Errington was now acting wrongly, as he himself knew; he was voluntarily flinging himself into the arms of a woman whom he knew to be worthless, but who can say he had no provocation? He had done his best to win his wife's love, he had suffered in silence during the period of his married life, and in return she had shamefully neglected him, and had finally, with hardly any proof, accused him of voluntarily making a friend of a worthless woman. Outraged by this treatment, the husband left her presence, and she had driven him into the very jaws of destruction.

Doubtless he should have stood firm, and by years of patient self-sacrifice showed her that she was wrong.

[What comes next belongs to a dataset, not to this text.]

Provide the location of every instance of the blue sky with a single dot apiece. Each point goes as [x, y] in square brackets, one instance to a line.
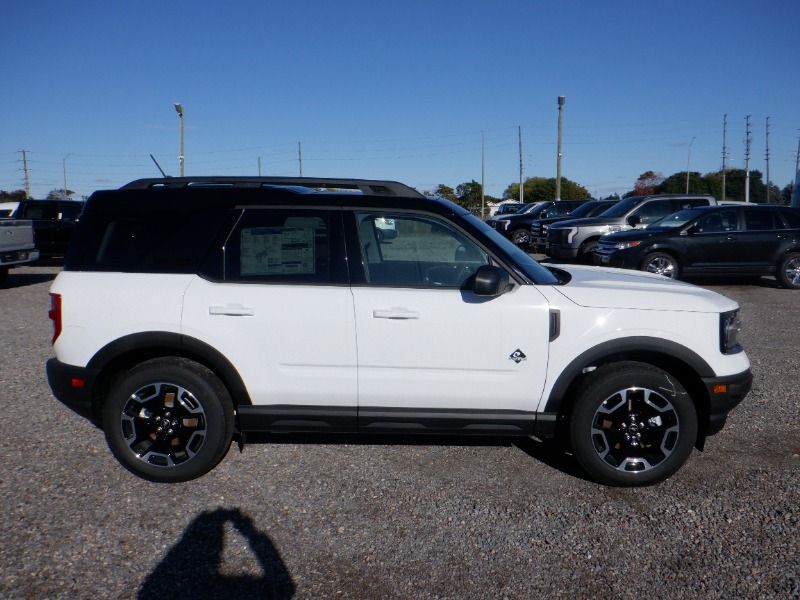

But how many of us are capable of such asceticism? How many of us would stand for long years in the outer darkness, knowing himself to be guiltless of the crime laid to his charge?

This woman--pure wife, affectionate mother, as she was--had acted as if she were above the weaknesses of human nature. She had arrogated to herself the functions of the Deity in judging and condemning a poor human soul, who, weary with beseeching for what it never received, fell away in despair into the gulf of sin and misery.

Who was wrong--the man who sought evil in despair, or the woman whose coldness and purity had denied him the mercy which would have saved him?